Effective and Affordable Distributed Computing Based on Amazon SQS and EC2
To answer some larger-scale IT requirements, the so called ‘standard’ solutions available on the market are simply not enough. The same is true for web hosting / development. This case study elaborates on how to utilize some of the most cutting-edge computing technologies available to achieve a more superior yield for this area.
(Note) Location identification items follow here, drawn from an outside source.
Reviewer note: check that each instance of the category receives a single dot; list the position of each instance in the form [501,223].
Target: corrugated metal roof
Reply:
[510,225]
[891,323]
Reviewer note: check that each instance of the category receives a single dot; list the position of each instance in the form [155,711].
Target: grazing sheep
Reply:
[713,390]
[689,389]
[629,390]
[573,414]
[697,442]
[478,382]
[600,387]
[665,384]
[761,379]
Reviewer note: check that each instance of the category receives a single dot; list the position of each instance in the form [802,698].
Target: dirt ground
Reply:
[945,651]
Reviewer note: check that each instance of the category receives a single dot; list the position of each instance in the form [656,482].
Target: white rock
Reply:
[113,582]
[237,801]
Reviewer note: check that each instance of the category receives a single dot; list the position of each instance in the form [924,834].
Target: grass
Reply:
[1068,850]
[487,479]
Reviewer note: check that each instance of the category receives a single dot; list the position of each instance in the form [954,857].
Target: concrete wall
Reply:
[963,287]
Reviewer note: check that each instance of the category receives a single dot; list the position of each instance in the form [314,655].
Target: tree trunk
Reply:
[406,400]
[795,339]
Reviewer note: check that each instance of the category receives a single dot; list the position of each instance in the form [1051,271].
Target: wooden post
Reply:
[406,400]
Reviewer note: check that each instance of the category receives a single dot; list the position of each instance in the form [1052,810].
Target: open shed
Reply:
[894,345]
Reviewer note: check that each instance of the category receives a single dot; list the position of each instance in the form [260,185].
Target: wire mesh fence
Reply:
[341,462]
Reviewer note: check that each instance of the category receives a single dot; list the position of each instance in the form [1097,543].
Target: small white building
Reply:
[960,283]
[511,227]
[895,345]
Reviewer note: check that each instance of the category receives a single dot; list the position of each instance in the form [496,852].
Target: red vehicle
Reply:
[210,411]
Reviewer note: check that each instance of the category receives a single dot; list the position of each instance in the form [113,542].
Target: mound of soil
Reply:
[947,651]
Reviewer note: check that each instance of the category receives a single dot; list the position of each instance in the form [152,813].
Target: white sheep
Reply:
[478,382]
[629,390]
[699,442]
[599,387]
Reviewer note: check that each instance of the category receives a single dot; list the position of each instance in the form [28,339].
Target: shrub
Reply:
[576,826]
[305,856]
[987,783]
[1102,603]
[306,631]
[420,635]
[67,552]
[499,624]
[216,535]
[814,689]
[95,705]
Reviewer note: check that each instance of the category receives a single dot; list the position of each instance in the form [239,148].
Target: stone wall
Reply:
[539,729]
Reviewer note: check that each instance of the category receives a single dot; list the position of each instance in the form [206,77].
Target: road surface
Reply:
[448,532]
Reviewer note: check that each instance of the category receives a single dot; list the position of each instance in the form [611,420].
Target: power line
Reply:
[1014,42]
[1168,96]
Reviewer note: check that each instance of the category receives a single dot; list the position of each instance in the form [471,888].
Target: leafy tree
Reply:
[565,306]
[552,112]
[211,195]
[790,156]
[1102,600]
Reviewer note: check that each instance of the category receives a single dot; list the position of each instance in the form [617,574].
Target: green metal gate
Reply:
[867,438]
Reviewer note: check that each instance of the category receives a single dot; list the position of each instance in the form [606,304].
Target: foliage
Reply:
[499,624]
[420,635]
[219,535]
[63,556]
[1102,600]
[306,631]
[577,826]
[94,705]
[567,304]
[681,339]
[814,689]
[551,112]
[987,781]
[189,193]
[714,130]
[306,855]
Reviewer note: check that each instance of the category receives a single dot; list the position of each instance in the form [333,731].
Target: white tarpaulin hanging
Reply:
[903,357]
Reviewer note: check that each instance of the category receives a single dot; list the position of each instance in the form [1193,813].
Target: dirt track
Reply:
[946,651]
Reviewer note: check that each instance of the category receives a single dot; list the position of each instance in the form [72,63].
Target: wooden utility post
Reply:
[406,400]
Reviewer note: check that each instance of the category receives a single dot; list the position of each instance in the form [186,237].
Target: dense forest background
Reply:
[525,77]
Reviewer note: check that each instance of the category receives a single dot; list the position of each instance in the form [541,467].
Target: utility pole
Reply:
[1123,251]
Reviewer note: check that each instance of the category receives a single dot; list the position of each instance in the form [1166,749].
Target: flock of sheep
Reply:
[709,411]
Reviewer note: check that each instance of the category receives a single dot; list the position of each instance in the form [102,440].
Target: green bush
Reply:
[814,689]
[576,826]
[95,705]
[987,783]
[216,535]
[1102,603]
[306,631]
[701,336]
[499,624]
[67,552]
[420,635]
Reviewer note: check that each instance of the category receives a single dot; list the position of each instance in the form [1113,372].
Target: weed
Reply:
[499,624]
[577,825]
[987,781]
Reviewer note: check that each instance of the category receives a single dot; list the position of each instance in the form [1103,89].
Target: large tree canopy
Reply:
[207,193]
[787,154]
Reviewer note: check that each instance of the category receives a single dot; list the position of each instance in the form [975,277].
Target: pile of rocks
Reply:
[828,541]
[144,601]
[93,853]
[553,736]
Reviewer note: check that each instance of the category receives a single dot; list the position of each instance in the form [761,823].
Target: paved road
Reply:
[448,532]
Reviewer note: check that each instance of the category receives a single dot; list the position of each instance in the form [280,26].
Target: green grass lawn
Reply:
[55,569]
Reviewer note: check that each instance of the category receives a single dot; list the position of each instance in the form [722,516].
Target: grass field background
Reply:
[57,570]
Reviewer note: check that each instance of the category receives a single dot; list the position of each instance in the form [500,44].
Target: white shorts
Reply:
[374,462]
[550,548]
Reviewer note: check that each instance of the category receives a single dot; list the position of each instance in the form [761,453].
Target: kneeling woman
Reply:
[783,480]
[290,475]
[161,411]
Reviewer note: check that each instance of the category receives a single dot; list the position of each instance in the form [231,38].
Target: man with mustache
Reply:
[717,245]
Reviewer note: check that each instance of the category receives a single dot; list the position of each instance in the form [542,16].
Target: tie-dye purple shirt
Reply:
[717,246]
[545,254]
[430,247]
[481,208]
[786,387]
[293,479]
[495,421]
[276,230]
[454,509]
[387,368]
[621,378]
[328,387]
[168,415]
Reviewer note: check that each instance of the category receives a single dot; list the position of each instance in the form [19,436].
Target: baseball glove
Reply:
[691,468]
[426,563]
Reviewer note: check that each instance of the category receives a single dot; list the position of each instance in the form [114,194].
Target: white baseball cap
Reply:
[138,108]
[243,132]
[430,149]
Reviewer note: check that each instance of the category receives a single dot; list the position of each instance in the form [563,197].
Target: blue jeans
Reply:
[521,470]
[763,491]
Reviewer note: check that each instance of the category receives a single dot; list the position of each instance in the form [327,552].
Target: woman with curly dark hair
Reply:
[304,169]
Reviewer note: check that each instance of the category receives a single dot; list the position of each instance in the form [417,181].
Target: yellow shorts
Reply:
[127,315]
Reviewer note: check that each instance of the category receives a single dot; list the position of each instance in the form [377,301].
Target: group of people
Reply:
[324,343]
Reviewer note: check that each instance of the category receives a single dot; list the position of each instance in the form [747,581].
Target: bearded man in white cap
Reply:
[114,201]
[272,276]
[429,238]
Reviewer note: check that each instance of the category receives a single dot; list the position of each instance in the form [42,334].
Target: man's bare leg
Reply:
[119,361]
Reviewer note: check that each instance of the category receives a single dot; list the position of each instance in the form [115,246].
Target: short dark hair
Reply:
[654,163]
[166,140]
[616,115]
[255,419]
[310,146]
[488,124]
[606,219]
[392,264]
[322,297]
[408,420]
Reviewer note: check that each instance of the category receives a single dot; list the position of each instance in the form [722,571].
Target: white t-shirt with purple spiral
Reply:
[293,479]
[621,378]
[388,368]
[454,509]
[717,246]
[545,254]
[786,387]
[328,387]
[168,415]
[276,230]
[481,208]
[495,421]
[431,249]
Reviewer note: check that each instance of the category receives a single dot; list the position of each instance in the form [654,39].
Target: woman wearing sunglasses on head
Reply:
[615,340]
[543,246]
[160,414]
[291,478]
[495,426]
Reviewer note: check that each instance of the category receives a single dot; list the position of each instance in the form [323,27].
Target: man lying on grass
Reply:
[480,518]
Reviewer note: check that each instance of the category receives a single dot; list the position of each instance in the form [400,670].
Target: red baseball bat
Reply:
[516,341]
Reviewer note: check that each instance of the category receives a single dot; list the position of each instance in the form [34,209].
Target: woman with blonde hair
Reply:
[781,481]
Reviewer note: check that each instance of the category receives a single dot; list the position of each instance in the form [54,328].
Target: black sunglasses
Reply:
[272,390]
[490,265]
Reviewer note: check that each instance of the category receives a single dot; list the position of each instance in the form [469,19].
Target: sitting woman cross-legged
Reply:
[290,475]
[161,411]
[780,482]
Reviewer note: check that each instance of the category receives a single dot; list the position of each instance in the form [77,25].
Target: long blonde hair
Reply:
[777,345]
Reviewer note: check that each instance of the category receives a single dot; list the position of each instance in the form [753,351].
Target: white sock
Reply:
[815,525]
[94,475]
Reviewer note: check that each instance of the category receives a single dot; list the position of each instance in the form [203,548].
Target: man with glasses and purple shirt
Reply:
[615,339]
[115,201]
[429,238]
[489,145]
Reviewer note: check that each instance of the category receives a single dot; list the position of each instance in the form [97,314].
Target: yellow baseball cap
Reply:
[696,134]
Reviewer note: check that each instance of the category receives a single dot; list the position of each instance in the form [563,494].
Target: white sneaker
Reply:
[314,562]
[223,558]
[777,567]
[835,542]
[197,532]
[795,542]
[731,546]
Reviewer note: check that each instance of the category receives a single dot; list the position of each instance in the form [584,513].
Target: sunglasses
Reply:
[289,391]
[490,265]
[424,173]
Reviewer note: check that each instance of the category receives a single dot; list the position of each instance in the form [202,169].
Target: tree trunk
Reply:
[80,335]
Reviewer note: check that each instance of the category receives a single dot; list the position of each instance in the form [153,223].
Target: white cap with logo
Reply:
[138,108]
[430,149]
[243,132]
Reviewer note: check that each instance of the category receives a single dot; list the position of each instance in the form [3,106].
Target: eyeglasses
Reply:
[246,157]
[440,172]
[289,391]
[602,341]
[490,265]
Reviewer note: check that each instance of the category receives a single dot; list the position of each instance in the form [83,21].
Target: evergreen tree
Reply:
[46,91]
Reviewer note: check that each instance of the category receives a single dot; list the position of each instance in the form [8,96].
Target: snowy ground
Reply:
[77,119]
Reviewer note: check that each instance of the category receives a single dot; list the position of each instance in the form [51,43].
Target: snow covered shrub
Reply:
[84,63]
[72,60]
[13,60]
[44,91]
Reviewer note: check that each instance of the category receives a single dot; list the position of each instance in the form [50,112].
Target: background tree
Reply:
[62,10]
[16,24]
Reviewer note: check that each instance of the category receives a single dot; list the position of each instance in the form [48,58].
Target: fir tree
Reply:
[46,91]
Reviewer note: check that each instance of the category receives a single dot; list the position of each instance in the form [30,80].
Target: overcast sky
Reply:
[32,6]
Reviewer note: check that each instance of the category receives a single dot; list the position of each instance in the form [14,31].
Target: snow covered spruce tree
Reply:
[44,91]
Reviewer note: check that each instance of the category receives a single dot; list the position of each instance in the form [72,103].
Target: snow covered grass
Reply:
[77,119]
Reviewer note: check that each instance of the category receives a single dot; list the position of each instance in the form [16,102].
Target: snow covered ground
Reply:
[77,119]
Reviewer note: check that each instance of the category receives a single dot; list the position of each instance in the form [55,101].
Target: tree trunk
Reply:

Distributed computing or parallel computing is the utilization of autonomous serves which are connected via a network to achieve the same goal(s), usually an especially large one. Cloud computing on the other hand utilizes the same approach, only with greater efficiency thanks to other functionalities, including peer-to-peer resource-management for example. ‘The cloud’ as some refer to it can greatly reduce overall IT costs in some cases. The Amazon EC2 (elastic computer cloud) services which we will discuss further down the article offer similar benefits.
Cloud computing is typically chosen due to several reasons including reliability, e.g. in case one of the servers fails the network will not be crucially affected; scalability, e.g. the system can seamlessly sustain usage spikes and of course cost-efficiency, as cloud-computing can enable clients to utilize resources on-demand. The Amazon EC2 services operate on a similar basis, as clients ‘rent out’ capacity in the form of Amazon virtual servers.
The necessity and benefit
Designing and implementing a heavy web-application can be quite challenging. In case one server cannot handle the given amount of data in the necessary timeframe, a cluster of servers should be set-up for parallel processing.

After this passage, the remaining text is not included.